A baiana nasceu tímida e com o dom misteriosamente apurado. Sua mãe, Dona Mariah, passou os nove meses de gestação cantando. Queria que o rebento viesse ao mundo musicista. Deu certo. O instrumento natural que Gal dominou foi aprimorado na cozinha. Passava horas com uma panela grande na cabeça experimentando, no eco, até onde sua voz podia alcançar.
"Eu queria ser cantora e sabia que eu iria ser. Tudo que um cantor precisa eu sabia intuitivamente, respiração, diafragma. Nunca estudei canto. Eu vim ao mundo para fazer isso", diz.
Aos 18 anos já tinha essa certeza, quando teve a sorte de cantar para João Gilberto. Depois de uma longa audição informal em uma calçada na Barra Avenida, em Salvador, o mestre da bossa nova falou sem rodeios: "Você é a maior cantora do Brasil". Mas foi com a Tropicália --que, há 50 anos, jogou uma bomba de irreverência e contracultura em tempos obscuros -- que Gal alcançou o canto total, legal, global.
Com "Divino, Maravilhoso", de Caetano Veloso e Gilberto Gil, a cantora renasceu como um avatar hippie. Cabelo black power, roupas coloridas e o canto rasgado, que deixava o refrão da canção ainda mais destemido: "É preciso estar atento e forte/ Não temos tempo de temer a morte".
Era a primeira de muitas rupturas que fez ao longo dos anos. "Estava totalmente engajada naquela postura revolucionária, mas também foi uma revolução pessoal minha", lembra.

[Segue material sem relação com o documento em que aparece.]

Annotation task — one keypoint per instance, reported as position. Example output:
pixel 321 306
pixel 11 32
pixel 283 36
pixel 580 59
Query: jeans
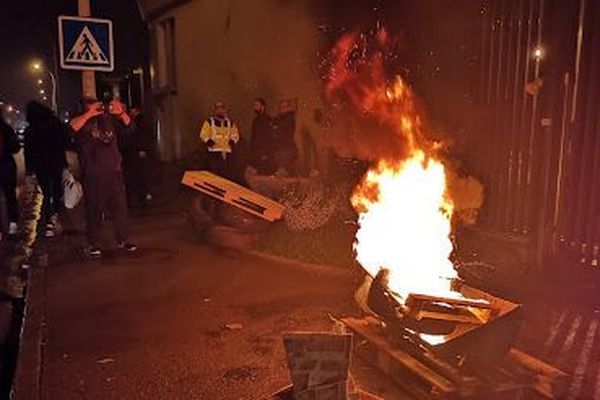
pixel 105 195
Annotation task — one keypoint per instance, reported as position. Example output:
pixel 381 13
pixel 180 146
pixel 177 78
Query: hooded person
pixel 262 143
pixel 284 125
pixel 45 147
pixel 9 145
pixel 96 133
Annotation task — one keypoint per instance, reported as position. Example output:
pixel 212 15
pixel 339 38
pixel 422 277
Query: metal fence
pixel 539 86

Eu usei o grito muitas vezes como expressão. Percebi assim que sou corajosa, não tenho medo, eu enfrento as coisas. Eu acho que, quando você arrisca e quando você se joga nas coisas sem medo, você se transforma. O período tropicalista foi isso.
Nas ruas, o visual deixava as pessoas agressivas:
Eu me vestia como ia para o palco. Me chamavam de piolhenta, mandavam eu tomar banho.